To date, funding has come from the National Institute of Allergy and Infectious Diseases, a division of the National Institutes of Health in Bethesda, Md., and RDI now is looking for further sponsors, including pharmaceutical and biotechnology companies.

The main reason for failing HIV treatment is that the virus readily develops resistance to antiretroviral drugs. HIV replication is highly error prone and mutations can make HIV less susceptible to one or more drugs.

In developed countries, HIV genotype testing often is used to help identify the drug combination that will overcome resistance in particular patients. But there are more than 200 known mutations that can affect drug resistance and an enormous number of drug combinations available.

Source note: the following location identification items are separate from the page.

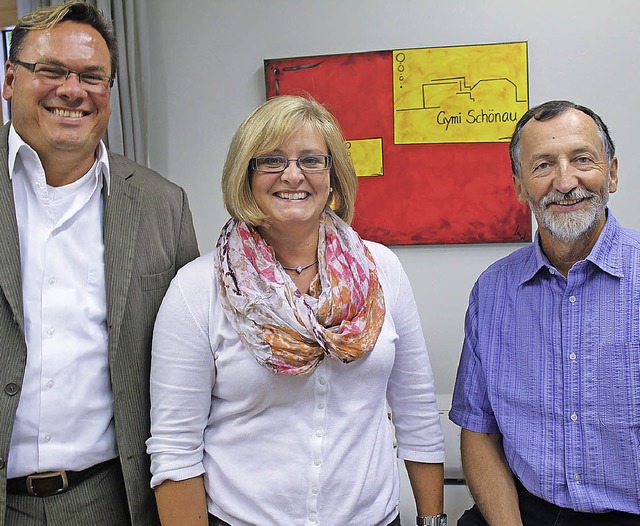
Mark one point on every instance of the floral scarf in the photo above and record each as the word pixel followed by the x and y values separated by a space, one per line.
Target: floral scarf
pixel 289 332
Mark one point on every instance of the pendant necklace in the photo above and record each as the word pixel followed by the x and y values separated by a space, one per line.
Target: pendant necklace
pixel 300 268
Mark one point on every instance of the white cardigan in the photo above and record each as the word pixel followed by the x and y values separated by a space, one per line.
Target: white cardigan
pixel 277 449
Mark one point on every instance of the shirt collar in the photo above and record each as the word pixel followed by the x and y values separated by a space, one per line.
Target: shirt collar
pixel 603 254
pixel 17 147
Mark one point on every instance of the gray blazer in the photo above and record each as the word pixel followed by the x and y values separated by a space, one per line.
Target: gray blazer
pixel 148 236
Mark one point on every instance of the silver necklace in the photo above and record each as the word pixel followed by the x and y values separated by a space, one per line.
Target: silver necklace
pixel 300 268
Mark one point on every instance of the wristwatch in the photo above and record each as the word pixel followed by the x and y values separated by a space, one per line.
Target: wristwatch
pixel 432 520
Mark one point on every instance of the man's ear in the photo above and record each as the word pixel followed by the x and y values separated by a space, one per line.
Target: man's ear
pixel 520 193
pixel 613 175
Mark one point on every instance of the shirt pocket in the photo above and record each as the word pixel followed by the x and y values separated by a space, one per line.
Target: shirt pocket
pixel 618 384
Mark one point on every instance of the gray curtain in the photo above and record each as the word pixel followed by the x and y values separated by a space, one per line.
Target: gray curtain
pixel 127 132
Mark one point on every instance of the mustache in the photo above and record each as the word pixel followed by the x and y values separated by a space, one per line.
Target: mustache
pixel 576 194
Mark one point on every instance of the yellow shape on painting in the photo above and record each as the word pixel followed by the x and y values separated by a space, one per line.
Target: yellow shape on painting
pixel 459 94
pixel 366 155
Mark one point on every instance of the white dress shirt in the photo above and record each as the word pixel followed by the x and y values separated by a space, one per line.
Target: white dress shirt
pixel 313 450
pixel 65 416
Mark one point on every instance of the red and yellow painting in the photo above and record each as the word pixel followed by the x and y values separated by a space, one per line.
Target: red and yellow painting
pixel 428 131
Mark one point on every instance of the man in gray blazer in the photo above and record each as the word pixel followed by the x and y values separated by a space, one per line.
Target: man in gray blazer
pixel 90 242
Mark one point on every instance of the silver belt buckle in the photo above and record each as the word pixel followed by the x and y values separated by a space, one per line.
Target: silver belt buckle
pixel 48 475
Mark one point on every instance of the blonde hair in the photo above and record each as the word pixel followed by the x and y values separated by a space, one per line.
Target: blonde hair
pixel 266 129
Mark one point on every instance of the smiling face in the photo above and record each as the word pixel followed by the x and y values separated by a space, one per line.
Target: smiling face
pixel 293 197
pixel 65 118
pixel 565 175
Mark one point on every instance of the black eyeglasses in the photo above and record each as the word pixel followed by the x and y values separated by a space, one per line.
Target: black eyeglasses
pixel 56 75
pixel 316 162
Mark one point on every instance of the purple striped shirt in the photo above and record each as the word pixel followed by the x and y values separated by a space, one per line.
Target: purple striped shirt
pixel 553 364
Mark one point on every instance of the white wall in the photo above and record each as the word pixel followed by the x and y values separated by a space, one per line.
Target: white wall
pixel 206 64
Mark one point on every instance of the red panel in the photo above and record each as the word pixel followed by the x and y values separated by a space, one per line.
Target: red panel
pixel 429 193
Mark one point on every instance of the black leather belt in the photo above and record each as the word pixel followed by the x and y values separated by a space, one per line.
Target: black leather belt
pixel 52 482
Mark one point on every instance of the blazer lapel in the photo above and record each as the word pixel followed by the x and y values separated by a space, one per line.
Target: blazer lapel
pixel 121 219
pixel 10 269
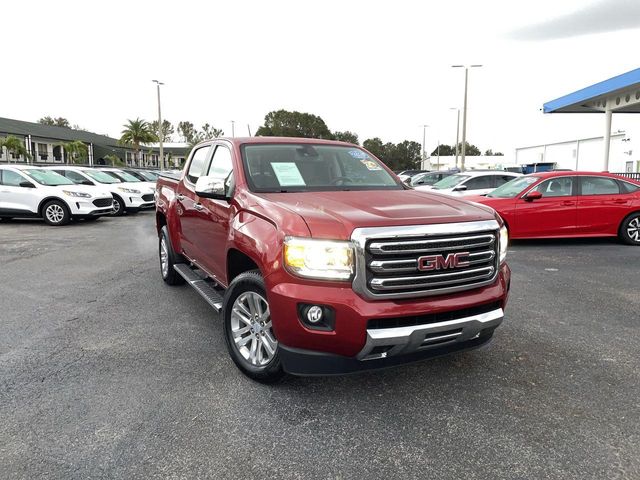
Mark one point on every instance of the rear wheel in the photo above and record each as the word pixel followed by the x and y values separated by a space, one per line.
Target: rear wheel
pixel 56 213
pixel 248 329
pixel 168 258
pixel 630 229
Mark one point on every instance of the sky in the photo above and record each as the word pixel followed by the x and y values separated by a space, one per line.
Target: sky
pixel 377 68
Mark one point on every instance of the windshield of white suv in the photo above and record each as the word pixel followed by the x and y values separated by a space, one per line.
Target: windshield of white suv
pixel 288 167
pixel 101 177
pixel 450 182
pixel 122 176
pixel 513 188
pixel 47 177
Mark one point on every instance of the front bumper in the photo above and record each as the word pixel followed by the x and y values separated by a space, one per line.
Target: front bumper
pixel 369 334
pixel 306 362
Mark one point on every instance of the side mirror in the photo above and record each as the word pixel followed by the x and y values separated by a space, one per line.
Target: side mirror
pixel 533 195
pixel 210 187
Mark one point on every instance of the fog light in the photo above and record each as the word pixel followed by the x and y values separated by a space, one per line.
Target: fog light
pixel 314 314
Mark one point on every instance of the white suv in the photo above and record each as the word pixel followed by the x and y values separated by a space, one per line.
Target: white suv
pixel 127 196
pixel 471 182
pixel 36 192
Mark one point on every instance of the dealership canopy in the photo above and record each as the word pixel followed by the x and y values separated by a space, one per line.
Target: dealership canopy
pixel 619 94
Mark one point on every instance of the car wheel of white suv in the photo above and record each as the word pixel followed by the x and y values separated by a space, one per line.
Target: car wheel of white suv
pixel 56 213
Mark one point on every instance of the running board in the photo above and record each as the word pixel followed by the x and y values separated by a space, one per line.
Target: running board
pixel 202 286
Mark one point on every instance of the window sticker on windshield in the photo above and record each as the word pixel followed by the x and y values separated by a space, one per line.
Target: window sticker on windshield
pixel 371 165
pixel 359 154
pixel 288 174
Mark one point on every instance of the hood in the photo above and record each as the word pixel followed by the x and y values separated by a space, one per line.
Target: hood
pixel 336 214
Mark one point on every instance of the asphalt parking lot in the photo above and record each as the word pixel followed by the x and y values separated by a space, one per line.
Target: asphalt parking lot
pixel 105 372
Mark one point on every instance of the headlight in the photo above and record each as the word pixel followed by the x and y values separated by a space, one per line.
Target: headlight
pixel 128 190
pixel 504 240
pixel 76 194
pixel 326 259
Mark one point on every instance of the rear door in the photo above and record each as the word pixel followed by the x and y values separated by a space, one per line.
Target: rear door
pixel 186 200
pixel 553 215
pixel 602 204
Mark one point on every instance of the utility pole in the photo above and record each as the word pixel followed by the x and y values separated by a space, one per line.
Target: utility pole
pixel 161 162
pixel 464 111
pixel 457 133
pixel 424 138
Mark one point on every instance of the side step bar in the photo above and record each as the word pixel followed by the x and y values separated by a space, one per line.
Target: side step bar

"Generally the choice of drugs is made by individual clinicians using differing sets of rules, and there are a number of systems for interpreting what drugs should be administered," Revell said.

RDI intends to build a database that defines the relationship between changes in the genetic code of HIV and the response of patients to different drug combinations. Response is measured as the change in viral load after taking the drugs. RDI aims to collect genotyping, treatment and treatment responses from 10,000 patients.

"Once this data is assimilated, it should be possible to submit the genetic code of HIV from an individual patient and predict the best combination of drugs," Revell said.

At the end of January the company had data on 750 patients.

RDI also is looking for funding to carry out a survey of HIV strains in Africa. It is thought that resistance to antiretrovirals is more likely to develop there because patients do not have access to all available drugs, they may not be able to financially keep taking drugs for the longer term, and compliance is poor.

"If you are taking three or four drugs and they are suppressing the viral load, it is difficult for the virus to mutate," Revell said. "But if you take two drugs and then stop, that is the ideal situation for the virus to mutate."

RDI has the backing of several organizations, including the British Columbia Center for Excellence in HIV/AIDS in Vancouver, the U.S. Military HIV Research Group in Washington and HIV Monitoring Service at the University of Siena in Italy. Revell said he hopes to get backing from pharmaceutical and diagnostic companies that make AIDS drugs and HIV genotyping kits.

"I think when resistance was first identified, pharma companies didn't want to know about it," he said. "Now they recognize the best way to deal with resistance is to be on the cutting edge. They need to know the resistance profile of their drugs."